Have you ever been in a situation that you conceived as
completely unbearable? A situation where taking your next breath is an actual
task; it takes determined thought to inhale and exhale? The world has collapsed
upon on you like a rickety roof, and you have no idea what to do. You want to
rip the skin from your body like a superhero in a phone booth.

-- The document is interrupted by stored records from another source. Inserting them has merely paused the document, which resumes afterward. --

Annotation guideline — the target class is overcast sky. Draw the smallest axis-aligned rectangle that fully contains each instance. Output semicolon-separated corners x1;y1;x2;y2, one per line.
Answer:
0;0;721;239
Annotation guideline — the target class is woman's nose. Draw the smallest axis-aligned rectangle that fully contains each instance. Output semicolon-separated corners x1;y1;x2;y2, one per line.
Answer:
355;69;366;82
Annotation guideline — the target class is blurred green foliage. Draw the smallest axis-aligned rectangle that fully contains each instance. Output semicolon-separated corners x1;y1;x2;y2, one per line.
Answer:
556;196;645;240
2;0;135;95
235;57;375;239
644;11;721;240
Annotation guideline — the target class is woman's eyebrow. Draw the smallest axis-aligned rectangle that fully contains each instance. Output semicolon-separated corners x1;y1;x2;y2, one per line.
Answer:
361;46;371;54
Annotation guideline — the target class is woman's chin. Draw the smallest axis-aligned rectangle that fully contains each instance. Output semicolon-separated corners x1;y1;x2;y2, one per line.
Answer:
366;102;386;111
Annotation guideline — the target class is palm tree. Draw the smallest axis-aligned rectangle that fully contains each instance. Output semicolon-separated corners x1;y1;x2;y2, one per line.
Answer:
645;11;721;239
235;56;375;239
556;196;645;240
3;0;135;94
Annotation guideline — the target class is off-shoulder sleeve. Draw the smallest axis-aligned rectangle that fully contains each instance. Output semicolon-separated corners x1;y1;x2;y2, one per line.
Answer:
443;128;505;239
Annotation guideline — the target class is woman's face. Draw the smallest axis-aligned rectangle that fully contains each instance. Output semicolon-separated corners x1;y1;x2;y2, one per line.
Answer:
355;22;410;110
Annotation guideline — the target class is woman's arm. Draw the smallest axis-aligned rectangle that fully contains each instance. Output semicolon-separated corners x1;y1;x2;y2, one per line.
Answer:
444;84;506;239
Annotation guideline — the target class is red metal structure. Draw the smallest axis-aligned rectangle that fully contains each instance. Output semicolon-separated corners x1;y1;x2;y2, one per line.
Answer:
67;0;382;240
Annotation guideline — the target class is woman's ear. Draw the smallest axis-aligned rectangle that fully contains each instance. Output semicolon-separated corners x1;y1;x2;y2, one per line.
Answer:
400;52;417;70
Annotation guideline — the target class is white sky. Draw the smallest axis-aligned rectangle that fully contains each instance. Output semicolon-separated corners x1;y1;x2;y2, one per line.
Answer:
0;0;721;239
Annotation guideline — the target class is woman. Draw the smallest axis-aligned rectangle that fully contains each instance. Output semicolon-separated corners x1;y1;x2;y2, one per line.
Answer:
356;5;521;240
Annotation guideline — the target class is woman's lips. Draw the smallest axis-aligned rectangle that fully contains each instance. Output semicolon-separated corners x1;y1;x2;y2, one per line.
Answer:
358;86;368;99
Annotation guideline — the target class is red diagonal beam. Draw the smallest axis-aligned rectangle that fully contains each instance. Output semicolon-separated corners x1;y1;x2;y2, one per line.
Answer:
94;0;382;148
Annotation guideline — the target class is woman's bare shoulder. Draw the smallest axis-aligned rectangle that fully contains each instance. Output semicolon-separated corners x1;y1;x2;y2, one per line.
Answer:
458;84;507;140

This is what it feels like being in the Shit. Soldiers
handle it in different ways. Some shoot themselves in the foot hoping for a
free ticket home, only to find out that they are not going anywhere, you are
needed on the line, can’t lose another gun. Some become hysterical and cry uncontrollably
only to have their Kevlar (helmet) knocked off by the butt of a rifle. Some
just become very distant as if they have checked out and their actions are
being controlled by some sort of a puppet master. You recognize these Grunts immediately;
they have the 1,000 yard stare: just dead eyes with no emotion, only reaction. We
might be sitting and eating chow and they laugh out of nowhere for no reason,
like an inside joke who they are the only one privy to. No one questions his
laughter because we all know where he is. He doesn’t look around embarrassed as
a result of his uncalled for laughter, because he has reached a place where
social etiquette is totally foreign. You can only hope that when it’s all over
he can come back to us. But for now it is to everyone’s benefit for him to
remain in this state. This is what we signed up for after all.
When you get your gear list to invade another country there
are a couple of necessities that are not included on that list: cigarettes, chewing
tobacco, and coffee. So what you do is, you leave out an extra pair of socks or
skivvies from the list and use that extra space to stuff a carton of Newports
and/or a log of chewing tobacco (you need chewing tobacco if you are a smoker
because you can’t smoke at night as it will give away your position when the
enemy sees a cig cherry glowing like a jack o lantern). So I did both.
I hit that point that I have been describing shortly after
my carton of smokes ran out. I wasn’t in a state of hysteria but I was in a
state of despair. In my mind no cigarettes meant the death of me; obviously an
irrational reaction, but my reaction none the less. At that point rationality
did not exist. We reached an area where we were given permission to remove our
Kevlar and our flak jackets for a couple of hours. I ripped off my Kevlar and
flak jacket as if it were restricting oxygen from my body and took off sprinting.
I hid under a Humvee for a good while and tried to catch my breath.
We got our first mail drop since leaving Kuwait that day. I
got a package that contained a carton of cigarettes.